La Croazia non ha i conti in ordine, e servirà l’ormai classica cura “lacrime e sangue” stile Troika per rimettere le cose a posto. Da Bruxelles non arriva una buona notizia per il paese appena entrato in Ue: il consiglio Ecofin ha deciso di aprire la procedura per deficit eccessivo, sostenendo la richiesta formulata dalla Commissione a inizio dicembre. Obiettivamente la decisione appare inevitabile: il rapporto deficit Pil si attesta attorno al 5%, ben al di là del tetto del 3% previsto dai parametri da patto di stabilità e patto europeo di bilancio (quest’ultimo peraltro neanche si applica alla Croazia, non presente nell’Ue al tempo della firma e ancora non firmataria del trattato inter-governativo). Ecco quindi che passata la festa per l’ingresso nell’Unione europea, la Croazia si ritrova ‘sorvegliata speciale’, con i compiti per casa da dover fare e con scadenze non negoziabili.

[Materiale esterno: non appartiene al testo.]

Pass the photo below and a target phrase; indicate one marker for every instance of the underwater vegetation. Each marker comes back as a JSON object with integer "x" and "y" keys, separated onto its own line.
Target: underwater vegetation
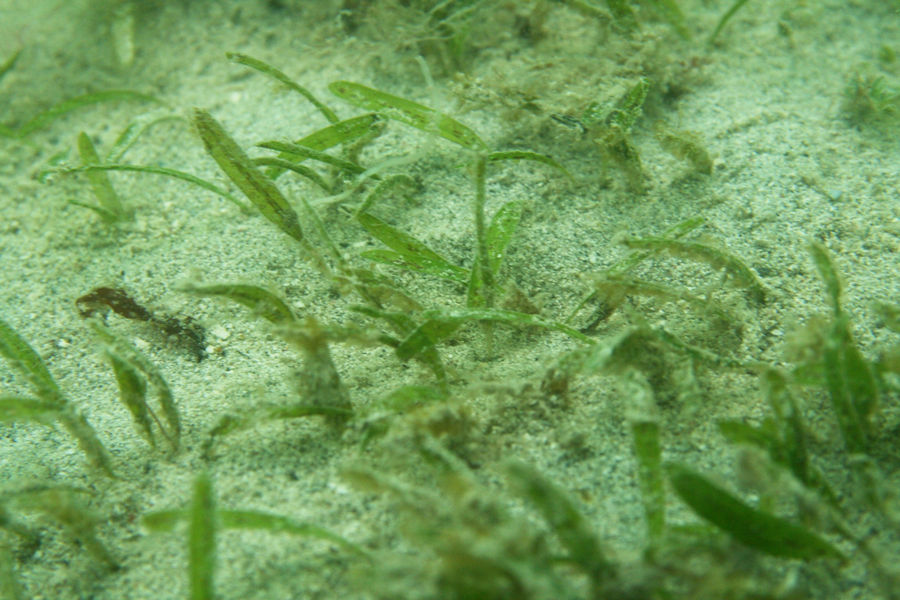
{"x": 810, "y": 506}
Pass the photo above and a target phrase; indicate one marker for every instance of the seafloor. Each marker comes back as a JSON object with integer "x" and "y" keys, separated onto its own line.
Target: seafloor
{"x": 796, "y": 104}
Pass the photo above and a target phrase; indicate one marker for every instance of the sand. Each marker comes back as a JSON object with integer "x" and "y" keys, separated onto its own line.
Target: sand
{"x": 790, "y": 166}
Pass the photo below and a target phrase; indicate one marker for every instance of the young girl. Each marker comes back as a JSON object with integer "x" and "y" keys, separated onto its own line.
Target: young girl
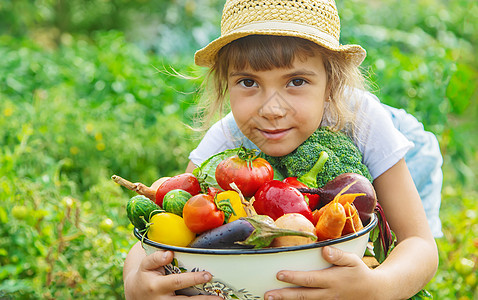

Al governo di Zagabria viene chiesto di ridurre gradualmente il rapporto deficit/Pil e portarlo al 4,6% alla fine di quest’anno, al 3,5% alla fine del 2015 e al 2,7% per la fine del 2016. Come ottenere questi obiettivi è fissato nel programma di massima che dovrà essere definito nelle prossime settimane: revisione e riduzione della spesa pubblica, riforma della pubblica amministrazione, riforma del mercato del lavoro, riforma del sistema fiscale. Richieste non dissimili a quelle presentate ai paesi sotto programma (Grecia su tutte), che rischiano – questo probabilmente a Bruxelles non l’hanno capito – di alienare sin da subito le simpatie europee ed europeiste dei croati. Poco importa: entro il 30 aprile prossimo la Croazia dovrà presentare a Bruxelles la strategia di consolidamento. Quello che servirà, anticipa il commissario europeo per gli Affari economici, Olli Rehn, sono “misure adeguate, specifiche, mirate”. Per il paese non c’è alternativa: del resto, ricorda Rehn in conferenza stampa, le previsioni economiche d’autunno della Commissione sostengono che senza queste misure – e appare inevitabile che si tratti di misure non indolore – il livello nel rapporto deficit/Pil potrà arrivare anche oltre il 6% alla fine del 2015.